The film, created by Filipino American animator Bobby Rubio, drew much attention a few months ago as the first Pixar film featuring Filipino characters. That is significant, but Float is more than that. It’s a moving reflection on fatherhood that would resonate in any community.
It opens with the Filipino father lovingly playing with his son who he suddenly discovers can float and fly. It’s an incredible, wonderful ability. But it’s also one that the dad quickly realizes would make his son stand out. To many, he would even come across as strange.
As Rubio has explained in media reports, the film was based on his own experience raising a son Alex who is on the autism spectrum. He had a hard time accepting his son’s condition.
“I was struggling when the diagnosis first came up,” he said in an interview with KQED Public Radio in San Francisco. “It took me a while to accept my son’s diagnosis”
“If I’m being honest, I went through a depression,” Rubio said.
It was only a few years ago when Rubio felt that he had to tell this story. “I had to tell the story not just for me but for people who went through what I went through,” he said in the interview.

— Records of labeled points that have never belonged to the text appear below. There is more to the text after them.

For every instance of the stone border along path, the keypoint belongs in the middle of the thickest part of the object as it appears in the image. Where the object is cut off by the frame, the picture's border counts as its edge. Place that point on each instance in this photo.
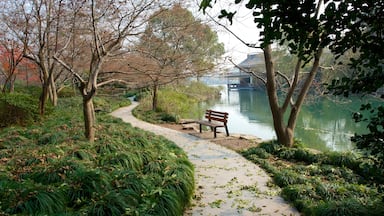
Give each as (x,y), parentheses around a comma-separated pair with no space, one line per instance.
(226,183)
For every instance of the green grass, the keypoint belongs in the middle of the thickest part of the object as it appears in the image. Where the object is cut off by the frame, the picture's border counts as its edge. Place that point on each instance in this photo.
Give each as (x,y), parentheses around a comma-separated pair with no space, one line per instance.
(49,168)
(329,183)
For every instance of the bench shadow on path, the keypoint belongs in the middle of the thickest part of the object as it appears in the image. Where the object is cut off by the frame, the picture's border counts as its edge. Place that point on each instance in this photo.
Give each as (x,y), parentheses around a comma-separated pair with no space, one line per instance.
(226,183)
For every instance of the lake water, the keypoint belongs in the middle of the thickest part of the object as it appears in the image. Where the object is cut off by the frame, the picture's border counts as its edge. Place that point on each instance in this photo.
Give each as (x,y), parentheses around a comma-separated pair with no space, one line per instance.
(323,124)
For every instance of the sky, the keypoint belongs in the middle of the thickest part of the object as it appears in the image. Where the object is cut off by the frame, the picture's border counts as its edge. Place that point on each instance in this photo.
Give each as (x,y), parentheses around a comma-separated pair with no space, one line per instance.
(243,26)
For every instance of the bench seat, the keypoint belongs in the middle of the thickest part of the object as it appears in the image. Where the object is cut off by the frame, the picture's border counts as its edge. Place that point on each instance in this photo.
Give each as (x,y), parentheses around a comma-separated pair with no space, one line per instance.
(214,120)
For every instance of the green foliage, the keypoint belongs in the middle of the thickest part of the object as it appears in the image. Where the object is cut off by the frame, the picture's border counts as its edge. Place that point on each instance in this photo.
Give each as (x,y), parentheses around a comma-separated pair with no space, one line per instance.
(329,183)
(126,171)
(177,102)
(18,109)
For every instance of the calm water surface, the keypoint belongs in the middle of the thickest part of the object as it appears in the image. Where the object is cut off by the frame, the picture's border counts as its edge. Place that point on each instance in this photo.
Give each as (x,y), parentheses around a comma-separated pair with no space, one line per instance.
(323,124)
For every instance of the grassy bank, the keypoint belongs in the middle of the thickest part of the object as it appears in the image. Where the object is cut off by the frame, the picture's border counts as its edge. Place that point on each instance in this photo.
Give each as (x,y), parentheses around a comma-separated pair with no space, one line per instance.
(48,168)
(330,183)
(186,101)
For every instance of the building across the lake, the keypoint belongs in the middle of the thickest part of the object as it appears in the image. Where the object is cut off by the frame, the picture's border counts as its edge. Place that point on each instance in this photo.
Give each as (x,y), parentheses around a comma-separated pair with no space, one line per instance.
(240,76)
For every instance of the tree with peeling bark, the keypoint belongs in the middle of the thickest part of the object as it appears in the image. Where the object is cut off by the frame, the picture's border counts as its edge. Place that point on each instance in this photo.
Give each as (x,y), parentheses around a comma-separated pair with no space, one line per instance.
(174,46)
(107,27)
(42,30)
(11,56)
(302,26)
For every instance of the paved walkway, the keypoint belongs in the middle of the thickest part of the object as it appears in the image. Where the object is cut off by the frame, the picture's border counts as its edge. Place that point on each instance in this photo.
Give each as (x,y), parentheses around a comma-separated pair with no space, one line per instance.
(226,183)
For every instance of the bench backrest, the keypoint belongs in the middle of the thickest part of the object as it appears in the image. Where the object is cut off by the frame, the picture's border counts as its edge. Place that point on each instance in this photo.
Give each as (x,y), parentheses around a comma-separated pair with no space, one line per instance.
(216,116)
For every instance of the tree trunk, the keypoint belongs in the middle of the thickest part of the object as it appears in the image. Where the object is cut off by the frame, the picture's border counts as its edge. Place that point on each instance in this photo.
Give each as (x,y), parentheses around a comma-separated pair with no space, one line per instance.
(285,131)
(284,134)
(43,98)
(89,118)
(52,90)
(154,97)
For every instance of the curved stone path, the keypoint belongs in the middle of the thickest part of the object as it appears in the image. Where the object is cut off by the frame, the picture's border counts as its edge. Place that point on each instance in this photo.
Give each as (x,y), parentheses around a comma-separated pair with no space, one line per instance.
(226,183)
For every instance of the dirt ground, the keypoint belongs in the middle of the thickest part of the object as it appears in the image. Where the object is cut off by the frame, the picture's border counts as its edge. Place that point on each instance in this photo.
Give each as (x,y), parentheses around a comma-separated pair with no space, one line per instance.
(236,142)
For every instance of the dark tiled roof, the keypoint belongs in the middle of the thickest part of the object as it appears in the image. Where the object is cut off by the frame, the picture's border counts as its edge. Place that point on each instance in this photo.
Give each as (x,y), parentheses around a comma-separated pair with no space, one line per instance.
(252,60)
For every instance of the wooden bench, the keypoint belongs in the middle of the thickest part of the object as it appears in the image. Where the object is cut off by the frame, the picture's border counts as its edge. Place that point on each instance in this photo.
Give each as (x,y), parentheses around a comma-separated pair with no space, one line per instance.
(214,120)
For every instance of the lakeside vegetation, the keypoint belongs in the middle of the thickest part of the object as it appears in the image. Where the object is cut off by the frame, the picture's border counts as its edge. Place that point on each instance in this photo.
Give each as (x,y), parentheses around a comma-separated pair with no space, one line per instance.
(48,167)
(327,183)
(316,183)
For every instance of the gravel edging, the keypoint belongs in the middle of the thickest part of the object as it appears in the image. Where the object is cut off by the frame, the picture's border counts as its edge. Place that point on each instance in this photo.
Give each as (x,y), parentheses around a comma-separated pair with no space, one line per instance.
(226,183)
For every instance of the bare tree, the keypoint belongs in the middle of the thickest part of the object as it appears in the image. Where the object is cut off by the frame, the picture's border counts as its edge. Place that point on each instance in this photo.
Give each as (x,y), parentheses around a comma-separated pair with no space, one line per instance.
(174,46)
(40,26)
(110,27)
(299,24)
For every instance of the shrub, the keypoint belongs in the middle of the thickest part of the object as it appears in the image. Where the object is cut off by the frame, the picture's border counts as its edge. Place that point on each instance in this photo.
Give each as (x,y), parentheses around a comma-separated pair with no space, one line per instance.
(18,109)
(126,171)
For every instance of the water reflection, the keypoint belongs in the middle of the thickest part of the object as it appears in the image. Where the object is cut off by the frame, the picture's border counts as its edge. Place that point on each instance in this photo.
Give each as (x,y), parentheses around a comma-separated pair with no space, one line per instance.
(322,124)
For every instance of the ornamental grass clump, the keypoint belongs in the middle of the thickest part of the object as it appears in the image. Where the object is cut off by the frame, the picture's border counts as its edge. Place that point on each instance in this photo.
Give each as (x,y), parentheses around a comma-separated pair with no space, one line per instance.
(330,183)
(50,169)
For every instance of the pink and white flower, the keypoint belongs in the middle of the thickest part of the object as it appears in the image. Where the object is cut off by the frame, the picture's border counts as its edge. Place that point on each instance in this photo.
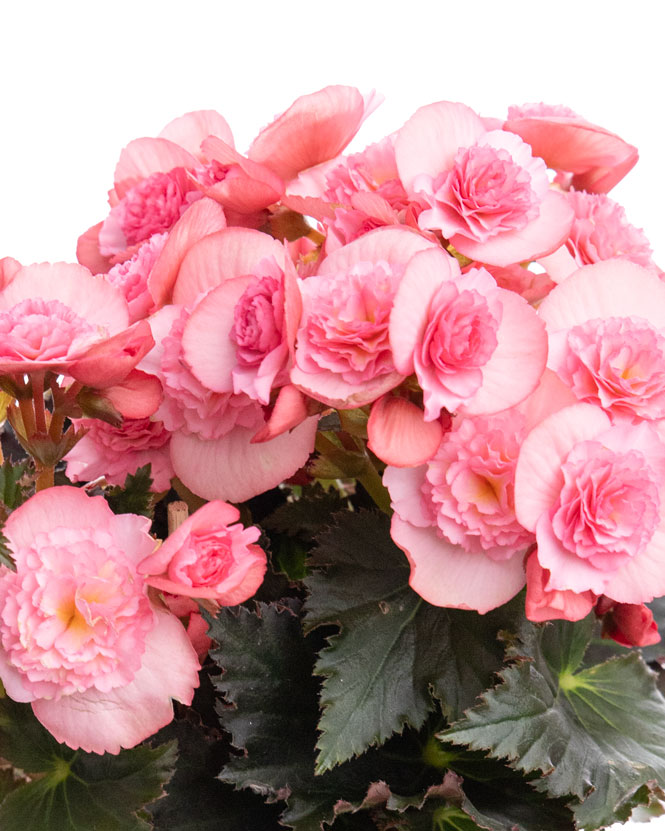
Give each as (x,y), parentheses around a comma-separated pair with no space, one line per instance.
(81,640)
(484,191)
(209,556)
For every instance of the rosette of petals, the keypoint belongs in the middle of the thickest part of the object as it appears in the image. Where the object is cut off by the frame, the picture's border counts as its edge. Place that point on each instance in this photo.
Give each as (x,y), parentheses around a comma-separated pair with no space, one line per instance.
(115,452)
(455,519)
(150,207)
(240,335)
(464,337)
(54,316)
(593,495)
(211,555)
(343,356)
(485,191)
(605,323)
(80,638)
(585,156)
(600,232)
(131,276)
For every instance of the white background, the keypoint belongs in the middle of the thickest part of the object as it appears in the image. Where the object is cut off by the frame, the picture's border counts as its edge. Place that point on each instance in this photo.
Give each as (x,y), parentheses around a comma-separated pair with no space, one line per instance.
(78,80)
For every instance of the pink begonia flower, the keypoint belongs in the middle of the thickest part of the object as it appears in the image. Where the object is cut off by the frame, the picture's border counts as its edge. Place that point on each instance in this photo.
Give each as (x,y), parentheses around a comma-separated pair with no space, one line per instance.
(605,324)
(205,217)
(542,604)
(240,336)
(58,317)
(81,640)
(600,232)
(630,624)
(9,268)
(115,452)
(593,495)
(211,555)
(151,207)
(589,157)
(314,129)
(131,276)
(343,356)
(212,447)
(455,520)
(484,190)
(474,347)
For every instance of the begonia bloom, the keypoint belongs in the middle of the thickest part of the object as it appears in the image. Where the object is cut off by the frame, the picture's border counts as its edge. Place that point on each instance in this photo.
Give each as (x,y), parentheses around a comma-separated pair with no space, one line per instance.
(81,640)
(593,495)
(209,556)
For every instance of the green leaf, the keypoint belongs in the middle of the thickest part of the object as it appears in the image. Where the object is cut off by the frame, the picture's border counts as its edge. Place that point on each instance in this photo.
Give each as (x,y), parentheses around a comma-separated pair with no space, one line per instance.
(271,715)
(196,800)
(12,492)
(77,791)
(135,496)
(596,733)
(393,647)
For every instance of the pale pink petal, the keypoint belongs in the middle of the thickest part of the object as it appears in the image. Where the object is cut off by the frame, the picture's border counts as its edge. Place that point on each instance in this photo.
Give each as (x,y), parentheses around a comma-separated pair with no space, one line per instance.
(423,276)
(87,251)
(315,128)
(190,129)
(108,362)
(394,245)
(92,298)
(429,140)
(207,347)
(613,288)
(538,477)
(290,410)
(398,433)
(445,575)
(9,268)
(204,217)
(516,365)
(406,494)
(137,396)
(106,722)
(599,158)
(233,252)
(539,237)
(144,156)
(233,469)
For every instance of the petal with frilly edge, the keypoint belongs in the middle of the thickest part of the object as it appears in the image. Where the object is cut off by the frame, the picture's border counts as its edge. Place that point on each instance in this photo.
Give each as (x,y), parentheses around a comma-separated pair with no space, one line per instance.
(204,217)
(105,722)
(539,237)
(190,129)
(232,252)
(144,156)
(92,298)
(315,128)
(517,364)
(445,575)
(613,288)
(398,433)
(429,140)
(599,159)
(538,477)
(233,469)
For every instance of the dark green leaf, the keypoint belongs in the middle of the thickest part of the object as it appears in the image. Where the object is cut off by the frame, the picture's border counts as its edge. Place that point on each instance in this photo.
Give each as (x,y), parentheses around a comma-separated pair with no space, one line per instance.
(597,733)
(393,646)
(196,800)
(135,496)
(78,791)
(272,713)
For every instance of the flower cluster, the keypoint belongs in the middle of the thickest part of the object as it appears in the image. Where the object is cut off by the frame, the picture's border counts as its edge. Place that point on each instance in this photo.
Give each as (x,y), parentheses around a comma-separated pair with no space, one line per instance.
(464,288)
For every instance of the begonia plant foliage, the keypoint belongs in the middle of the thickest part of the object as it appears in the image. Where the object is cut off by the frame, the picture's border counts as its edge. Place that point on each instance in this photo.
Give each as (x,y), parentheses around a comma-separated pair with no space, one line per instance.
(333,489)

That was the first key realization for Rubio. The next one came as he began the project. As I noted, “Float” drew attention because it featured Filipino characters. And that almost was not how Rubio was going to tell the story.

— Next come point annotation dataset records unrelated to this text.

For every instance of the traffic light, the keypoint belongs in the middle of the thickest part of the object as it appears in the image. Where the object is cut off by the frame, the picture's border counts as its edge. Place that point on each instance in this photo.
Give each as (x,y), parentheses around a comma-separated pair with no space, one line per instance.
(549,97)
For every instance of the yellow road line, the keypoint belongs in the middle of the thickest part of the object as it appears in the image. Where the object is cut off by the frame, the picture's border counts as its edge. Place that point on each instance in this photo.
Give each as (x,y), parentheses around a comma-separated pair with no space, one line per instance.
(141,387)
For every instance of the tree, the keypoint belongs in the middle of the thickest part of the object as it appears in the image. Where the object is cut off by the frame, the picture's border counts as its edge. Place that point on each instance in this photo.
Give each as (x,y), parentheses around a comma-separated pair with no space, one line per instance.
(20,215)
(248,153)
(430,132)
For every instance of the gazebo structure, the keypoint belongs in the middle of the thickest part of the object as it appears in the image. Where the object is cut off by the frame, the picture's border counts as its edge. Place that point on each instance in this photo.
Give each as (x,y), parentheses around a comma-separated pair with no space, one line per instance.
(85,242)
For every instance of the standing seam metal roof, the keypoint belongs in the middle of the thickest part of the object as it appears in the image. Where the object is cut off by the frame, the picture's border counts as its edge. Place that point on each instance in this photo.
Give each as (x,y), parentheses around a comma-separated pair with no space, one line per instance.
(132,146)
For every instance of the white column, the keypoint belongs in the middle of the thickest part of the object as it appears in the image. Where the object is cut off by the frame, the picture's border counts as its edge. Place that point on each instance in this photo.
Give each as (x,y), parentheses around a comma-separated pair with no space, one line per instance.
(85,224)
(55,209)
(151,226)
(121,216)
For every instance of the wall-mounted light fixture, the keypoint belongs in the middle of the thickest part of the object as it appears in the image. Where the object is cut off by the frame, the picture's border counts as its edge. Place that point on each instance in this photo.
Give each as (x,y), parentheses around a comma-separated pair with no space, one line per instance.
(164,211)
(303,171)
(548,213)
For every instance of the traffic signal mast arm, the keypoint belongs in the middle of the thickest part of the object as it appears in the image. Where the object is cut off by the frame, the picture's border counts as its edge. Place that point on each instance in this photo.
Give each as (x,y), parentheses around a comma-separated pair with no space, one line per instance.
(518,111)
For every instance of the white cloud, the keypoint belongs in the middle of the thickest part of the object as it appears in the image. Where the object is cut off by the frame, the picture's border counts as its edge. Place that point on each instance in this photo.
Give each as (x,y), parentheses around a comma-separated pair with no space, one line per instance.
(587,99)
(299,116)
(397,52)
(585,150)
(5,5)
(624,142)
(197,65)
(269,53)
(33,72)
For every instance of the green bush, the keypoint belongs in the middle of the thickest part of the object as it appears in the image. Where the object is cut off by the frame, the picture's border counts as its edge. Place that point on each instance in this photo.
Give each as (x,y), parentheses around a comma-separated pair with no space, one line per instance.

“When I first thought of the short, I actually was thinking of making the characters white,” he said in a TV interview. “And it’s because of my unconscious bias, I assume because I was like, I don’t know if anyone wants to see a Filipino American.”
But he said a coworker told him: “This is a story about you and your son. How’s your son going to feel when he looks up at the screen and that character is white.”

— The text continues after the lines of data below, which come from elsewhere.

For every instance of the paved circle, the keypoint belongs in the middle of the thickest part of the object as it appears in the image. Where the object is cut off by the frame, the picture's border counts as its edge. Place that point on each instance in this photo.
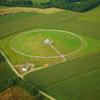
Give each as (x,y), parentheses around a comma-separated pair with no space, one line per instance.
(30,43)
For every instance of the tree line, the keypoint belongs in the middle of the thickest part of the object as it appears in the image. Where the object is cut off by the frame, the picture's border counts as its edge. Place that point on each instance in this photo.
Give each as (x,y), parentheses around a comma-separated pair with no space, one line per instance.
(76,5)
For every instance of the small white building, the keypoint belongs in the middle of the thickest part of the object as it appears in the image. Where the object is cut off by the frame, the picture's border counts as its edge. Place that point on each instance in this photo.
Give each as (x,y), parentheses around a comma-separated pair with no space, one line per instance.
(47,42)
(25,68)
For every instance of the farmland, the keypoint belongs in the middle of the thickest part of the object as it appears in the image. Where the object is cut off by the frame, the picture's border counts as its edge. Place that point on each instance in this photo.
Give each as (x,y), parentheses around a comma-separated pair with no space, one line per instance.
(75,79)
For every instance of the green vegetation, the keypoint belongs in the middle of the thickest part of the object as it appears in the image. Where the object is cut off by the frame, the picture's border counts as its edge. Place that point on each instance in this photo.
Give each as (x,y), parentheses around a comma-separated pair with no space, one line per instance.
(78,79)
(64,20)
(7,76)
(15,92)
(76,5)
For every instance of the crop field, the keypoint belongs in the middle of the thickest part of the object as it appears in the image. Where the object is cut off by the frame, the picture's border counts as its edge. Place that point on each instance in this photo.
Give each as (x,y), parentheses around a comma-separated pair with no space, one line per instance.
(64,47)
(40,1)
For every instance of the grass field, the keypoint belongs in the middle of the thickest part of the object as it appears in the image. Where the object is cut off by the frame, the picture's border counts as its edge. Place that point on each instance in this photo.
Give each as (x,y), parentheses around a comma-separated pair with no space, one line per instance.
(16,93)
(75,79)
(40,1)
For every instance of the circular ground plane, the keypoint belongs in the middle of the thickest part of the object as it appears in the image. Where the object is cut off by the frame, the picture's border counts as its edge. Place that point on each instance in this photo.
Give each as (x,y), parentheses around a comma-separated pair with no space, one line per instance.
(47,43)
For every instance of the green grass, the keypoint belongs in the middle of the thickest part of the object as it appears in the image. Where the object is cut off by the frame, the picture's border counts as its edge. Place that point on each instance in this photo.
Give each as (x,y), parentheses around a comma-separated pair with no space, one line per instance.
(66,20)
(13,17)
(40,1)
(7,76)
(78,79)
(31,43)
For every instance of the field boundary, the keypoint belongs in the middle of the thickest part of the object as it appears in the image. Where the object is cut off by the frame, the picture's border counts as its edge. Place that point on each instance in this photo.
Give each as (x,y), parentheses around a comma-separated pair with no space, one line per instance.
(47,57)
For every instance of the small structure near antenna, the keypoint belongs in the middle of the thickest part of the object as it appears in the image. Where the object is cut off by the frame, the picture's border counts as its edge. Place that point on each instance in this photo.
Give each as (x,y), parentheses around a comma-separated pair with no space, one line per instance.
(47,41)
(25,68)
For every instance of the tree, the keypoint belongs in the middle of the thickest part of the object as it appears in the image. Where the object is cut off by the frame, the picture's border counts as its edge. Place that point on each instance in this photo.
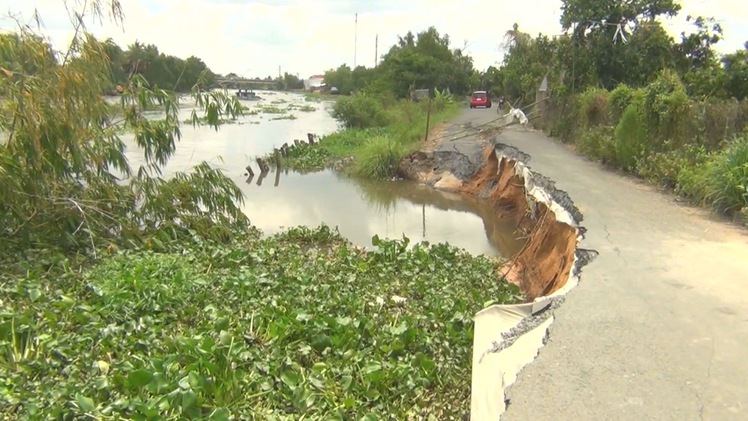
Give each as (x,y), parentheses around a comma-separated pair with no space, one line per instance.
(736,73)
(65,181)
(424,61)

Rubio said: “That hit me and I didn’t want my son to think that he wasn’t worthy of it. So from that point on I was like, ‘Okay, I’m doing this. We’ll tell our story.’ And we’re going to make them Filipino American.”
“Float” tells only part of the story, it turns out. The public radio interview featured questions from listeners one of whom was another Filipino American with a child who also had autism. What he shared resonated with Rubio.
“How much of your initial misgivings or guilt or shame was formed or influenced by Filipino culture or Asian culture toward people who have disabilities,” the listener said. “There is definitely a recurring theme in that.”
He was referring to the way autism and mental disabilities in general are taboo topics in our culture which Rubio readily acknowledged.
“For sure, I know that in our community we try to hide it and bury it,” he said. In his own family, he added, some reacted to his son’s condition by telling him: “He looks fine. What are you talking about? He’ll outgrow that. Don’t worry about it.”
To these, Rubio responded by affirming that his son has a condition: “I don’t want to just sit on this .”
He explained the decision to make the child float as a way of highlighting the way he is different. “It was a visual that we liked,” he said in the radio interview. “We wanted something that you would notice. A visual of a floating child automatically makes him different.”
That actually was another reason I found “Float” special.
Fatherhood can be challenging even if your child does not have special needs. We’ve heard the cliche about how every child is different and special.
But as any parent would probably acknowledge, every child is different and special in ways that a mother or father will not always find easy to understand and accept. Every child is like a story that you simply have to watch unfold, embrace and celebrate.
“Float” is a powerful reminder of that.